Minorities and Women in OSA
Meet this female fellow
Laura M. Lechuga
Catalan Institute of Nanoscience and Nanotechnology (ICN2)
SPANISH RESEARCH COUNCIL (CSIC) and CIBER-BBN
OSA Member since: 2009
OSA Fellow since: 2014
Prof. Laura M. Lechuga is Full Professor of the Spanish National Research Council (CSIC) at the Catalan Institute of Nanoscience and Nanotechnology (ICN2) in Barcelona, Spain, since 2008. Prior to coming to Barcelona, she spent 18 years at the National Microelectronics Centre (Spanish National Research Council) in Madrid, Spain, and two years at the MESA+ Research Institute (University of Twente, The Netherlands). Actually, she is also Adjunct professor at the Arctic University of Norway (Norway) and distinguished Visiting professor at Campinas University (Brazil).
She has been co-founder of spin-offs companies since 2004 and has been actively involved in the development of the companies. One of her companies was sold to a large industrial Group in 2012.

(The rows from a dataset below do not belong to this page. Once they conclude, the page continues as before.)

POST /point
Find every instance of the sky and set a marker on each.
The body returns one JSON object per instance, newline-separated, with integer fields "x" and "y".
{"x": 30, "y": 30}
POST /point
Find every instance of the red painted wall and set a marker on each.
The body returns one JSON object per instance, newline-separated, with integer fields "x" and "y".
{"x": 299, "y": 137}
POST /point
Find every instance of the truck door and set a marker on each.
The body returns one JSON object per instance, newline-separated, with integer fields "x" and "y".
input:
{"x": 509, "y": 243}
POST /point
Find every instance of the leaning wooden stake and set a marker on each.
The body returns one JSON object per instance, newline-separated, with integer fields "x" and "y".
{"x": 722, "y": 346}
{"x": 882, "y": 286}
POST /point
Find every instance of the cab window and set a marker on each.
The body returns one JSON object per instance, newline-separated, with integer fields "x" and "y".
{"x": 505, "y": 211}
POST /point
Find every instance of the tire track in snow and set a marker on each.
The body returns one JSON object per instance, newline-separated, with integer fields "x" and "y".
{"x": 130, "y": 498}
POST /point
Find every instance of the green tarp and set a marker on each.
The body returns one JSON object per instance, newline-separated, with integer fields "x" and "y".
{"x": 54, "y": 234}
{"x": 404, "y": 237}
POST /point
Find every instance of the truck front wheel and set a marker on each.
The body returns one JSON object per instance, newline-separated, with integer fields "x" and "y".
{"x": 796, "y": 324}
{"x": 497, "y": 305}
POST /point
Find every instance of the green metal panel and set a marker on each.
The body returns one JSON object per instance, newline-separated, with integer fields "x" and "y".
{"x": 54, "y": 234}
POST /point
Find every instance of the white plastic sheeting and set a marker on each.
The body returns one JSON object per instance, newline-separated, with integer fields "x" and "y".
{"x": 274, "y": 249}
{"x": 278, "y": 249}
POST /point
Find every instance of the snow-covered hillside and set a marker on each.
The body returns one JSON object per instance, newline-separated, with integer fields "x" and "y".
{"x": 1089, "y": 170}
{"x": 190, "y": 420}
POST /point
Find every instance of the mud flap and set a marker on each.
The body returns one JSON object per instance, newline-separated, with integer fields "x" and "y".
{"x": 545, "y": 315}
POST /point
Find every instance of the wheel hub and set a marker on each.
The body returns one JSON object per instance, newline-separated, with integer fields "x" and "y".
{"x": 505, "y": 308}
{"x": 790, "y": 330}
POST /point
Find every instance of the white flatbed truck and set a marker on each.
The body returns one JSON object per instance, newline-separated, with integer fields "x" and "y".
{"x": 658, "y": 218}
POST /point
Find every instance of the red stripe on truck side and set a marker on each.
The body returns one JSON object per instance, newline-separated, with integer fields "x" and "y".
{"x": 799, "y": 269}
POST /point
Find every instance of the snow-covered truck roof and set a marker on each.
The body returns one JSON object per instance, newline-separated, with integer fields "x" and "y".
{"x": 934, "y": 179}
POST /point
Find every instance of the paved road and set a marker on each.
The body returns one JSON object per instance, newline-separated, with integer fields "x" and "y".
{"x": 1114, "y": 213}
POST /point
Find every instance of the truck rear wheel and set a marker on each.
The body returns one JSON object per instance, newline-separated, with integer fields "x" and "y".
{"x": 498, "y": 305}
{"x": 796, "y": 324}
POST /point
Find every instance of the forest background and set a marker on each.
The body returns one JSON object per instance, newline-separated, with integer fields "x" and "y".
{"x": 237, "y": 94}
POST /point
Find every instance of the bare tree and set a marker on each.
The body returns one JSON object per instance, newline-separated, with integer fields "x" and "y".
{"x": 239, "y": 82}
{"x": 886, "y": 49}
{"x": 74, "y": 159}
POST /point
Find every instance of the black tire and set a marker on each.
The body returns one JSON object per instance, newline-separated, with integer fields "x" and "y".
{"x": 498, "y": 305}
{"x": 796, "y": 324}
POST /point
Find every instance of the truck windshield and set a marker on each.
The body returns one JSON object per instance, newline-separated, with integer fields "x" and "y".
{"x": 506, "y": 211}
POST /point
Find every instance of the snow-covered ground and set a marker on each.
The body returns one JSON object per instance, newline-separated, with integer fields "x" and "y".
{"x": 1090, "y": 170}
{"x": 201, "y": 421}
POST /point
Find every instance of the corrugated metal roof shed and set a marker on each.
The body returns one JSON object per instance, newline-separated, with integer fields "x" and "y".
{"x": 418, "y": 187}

She also serves as Associate Editor for IEEE Photonics Journal and for the Journal of Laser Technology.
What is your advice for balancing one’s professional and personal life?
There is no doubt that the best approach to reach a top position and stay relevant in your career is to invest yourself (effort, time…) in your research. Support and understanding from your family and your close circle of friends is essential, and to count with a supporting partner that accompanies you in achieving your goals is a must, although not necessarily easy!
Have an eye in not trying to be “perfect” in all the above mentioned aspects (career, family, friends, colleagues, partner…) but to be flexible enough to combine them in the best way. Good planning increases the chance of success in balancing one’s professional and personal life. But important: not forgetting to take care of yourself at the same time.
Do you have suggestions for how female scientists can support each other’s careers and development?
One of the best ways to support female scientists to go ahead with their careers is to stimulate them by supporting their work and transmitting energy and confidence in themselves. I also believe in motivation by mutual help and encouragement, as well as in sharing both success and difficulties, to have open discussions about how to coexist happily with success and how to overcome difficulties.
We should be more actively involved in “female” networking by mentoring and recommending talented young women scientists for positions, conferences or committees. Female principal investigators must be an example within their own groups by recruiting female scientists when possible and promoting them to achieve a better gender equality.